An Evaluation of Sampling Methods for White-winged Dove Surveys in Urban Areas

Texas Parks and Wildlife Department (TPWD) has used auditory call counts annually since 1949 to monitor white-winged dove (Zenaida asiatica) populations in the Lower Rio Grande Valley of Texas. Recently, white-winged doves have been expanding their distribution, and now the largest populations occur in urban areas north of their historic south Texas range. It has become necessary to develop an urban survey method to better monitor these populations. We compared two call count sampling methods for surveying white-winged doves in urban environments (i.e., transects vs. grid-points in Austin during 1999-2002 and San Antonio during 2001-2002). We also determined the percent annual population change we were able to detect for each year with the current sample size using the grid-point survey method.
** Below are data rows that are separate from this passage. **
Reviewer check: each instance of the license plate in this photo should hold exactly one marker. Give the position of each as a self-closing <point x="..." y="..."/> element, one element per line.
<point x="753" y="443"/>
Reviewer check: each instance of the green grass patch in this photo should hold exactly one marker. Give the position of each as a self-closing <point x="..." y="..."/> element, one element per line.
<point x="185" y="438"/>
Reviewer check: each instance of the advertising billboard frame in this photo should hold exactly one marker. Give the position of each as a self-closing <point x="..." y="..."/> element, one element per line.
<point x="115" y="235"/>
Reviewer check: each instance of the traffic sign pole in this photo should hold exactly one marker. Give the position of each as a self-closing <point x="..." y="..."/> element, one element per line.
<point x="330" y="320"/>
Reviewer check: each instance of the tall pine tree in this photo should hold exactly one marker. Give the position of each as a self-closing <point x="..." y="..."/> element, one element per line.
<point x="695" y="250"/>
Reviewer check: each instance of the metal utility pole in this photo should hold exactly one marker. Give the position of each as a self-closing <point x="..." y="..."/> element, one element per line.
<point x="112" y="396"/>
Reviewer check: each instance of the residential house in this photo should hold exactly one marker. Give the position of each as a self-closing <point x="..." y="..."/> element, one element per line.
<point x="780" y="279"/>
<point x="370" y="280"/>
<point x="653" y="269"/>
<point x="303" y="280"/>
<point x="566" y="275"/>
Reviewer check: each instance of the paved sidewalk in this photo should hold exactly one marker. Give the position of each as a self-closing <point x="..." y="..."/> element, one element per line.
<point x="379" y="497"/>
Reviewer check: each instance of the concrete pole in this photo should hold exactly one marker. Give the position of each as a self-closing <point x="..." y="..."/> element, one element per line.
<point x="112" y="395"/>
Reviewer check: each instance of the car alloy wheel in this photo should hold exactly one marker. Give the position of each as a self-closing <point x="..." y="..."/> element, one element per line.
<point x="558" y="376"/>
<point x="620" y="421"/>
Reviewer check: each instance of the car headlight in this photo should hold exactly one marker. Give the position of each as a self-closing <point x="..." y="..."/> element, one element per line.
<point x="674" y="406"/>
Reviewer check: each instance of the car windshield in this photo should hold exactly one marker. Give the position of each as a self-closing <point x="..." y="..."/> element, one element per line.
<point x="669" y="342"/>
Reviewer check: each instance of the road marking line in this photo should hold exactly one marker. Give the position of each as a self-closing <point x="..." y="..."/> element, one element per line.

Estimates of white-winged dove breeding density were higher using the transect method compared to the grid method each year. Power analysis indicated that with current sample sizes in each city, we were able to detect between a 20% and 30% annual change in mean population density in both Austin and San Antonio. We conclude the grid method can be more effective at reflecting the spatial distribution of white-winged doves in urban areas than the original transect approach. The grid method should be improved to reduce variance if it is to be used in the future. Accuracy of survey methods were not evaluated here. To obtain more reliable estimates of density, other methods such as distance sampling should be evaluated.